En se déplaçant dans la saleté et l'obscurité, Haris se dit qu'il trouverait peut-être ce qu'il cherchait de l'autre côté. Et il était heureux.
Qu’un auteur s’empare d’un sujet d’actualité aussi
inflammable que le conflit syrien et qu’il en tire un récit mesuré, avide de
comprendre, de distinguer les nuances ; un argument récurrent surgit
alors : il n’y connaît rien. Pour parler de la guerre, de zones de
conflits, il faut y être allé et nous épargner les jérémiades angéliques de
bobos châtrés gauchisants. Un argument souvent ânonné par des experts qui n’ont
pas dépassé l’hyper centre et leur barista préféré pour la plupart.
Je suis heureux qu’Elliot Ackerman, vétéran du Corps des
Marines, ancien membre des forces spéciales, ait écrit Le passage. Une chose
qu’on ne pourra pas lui reprocher est de ne pas avoir mis les pieds dans ce nid
de frelons sous acide qu’est le Moyen-Orient.
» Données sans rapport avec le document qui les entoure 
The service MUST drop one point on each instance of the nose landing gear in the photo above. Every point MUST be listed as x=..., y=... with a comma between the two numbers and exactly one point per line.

Ce dont on ne pourra pas lui faire grief non plus, est de
manquer de subtilité. Ackerman n’entonne pas le refrain du treillis couillu,
revenu de tout, qui découpe le monde en tranches géométriques, faciles à
comprendre. Ackerman est un peu l’anti Chris Kyle. Evidemment, Kyle n’a jamais
prétendu devenir écrivain, Elliot Ackerman l’est déjà.
Dans un style posé et précis, Le passage suit un homme,
Haris, en manque de Cause à défendre. Il s’en est choisi une noble : renverser
le régime de Bachar El Assad. Cet ancien traducteur auprès des forces armées
américaines en Irak, est d’une passivité troublante, presque Camusien. Tourné
vers son objectif de rejoindre la Syrie et d’accompagner Daphne, une femme
rencontrée en Turquie, il lui est presque indifférent que Daech ait remplacé
l’ASL, que cette partie du globe ait basculé dans l’obscurantisme absolu.
J’ai peiné à comprendre la cohérence de Haris. Cet homme qui
souhaite se racheter une conscience, n’a rien d’un Islamiste. Il boit, fume, ne
fait jamais sa prière. Puis, j’ai compris : Il veut juste combattre.
Un beau roman sur l’engagement, le sacrifice, sur ce qu’on est prêt à risquer pour s’acheter un maigre espoir. Maîtrisé jusqu’au dénouement déchirant et cruel, Le passage illustre que la guerre est une activité qui permet de se couper de toutes réflexions, alors que cette coupure est rarement une chose à faire.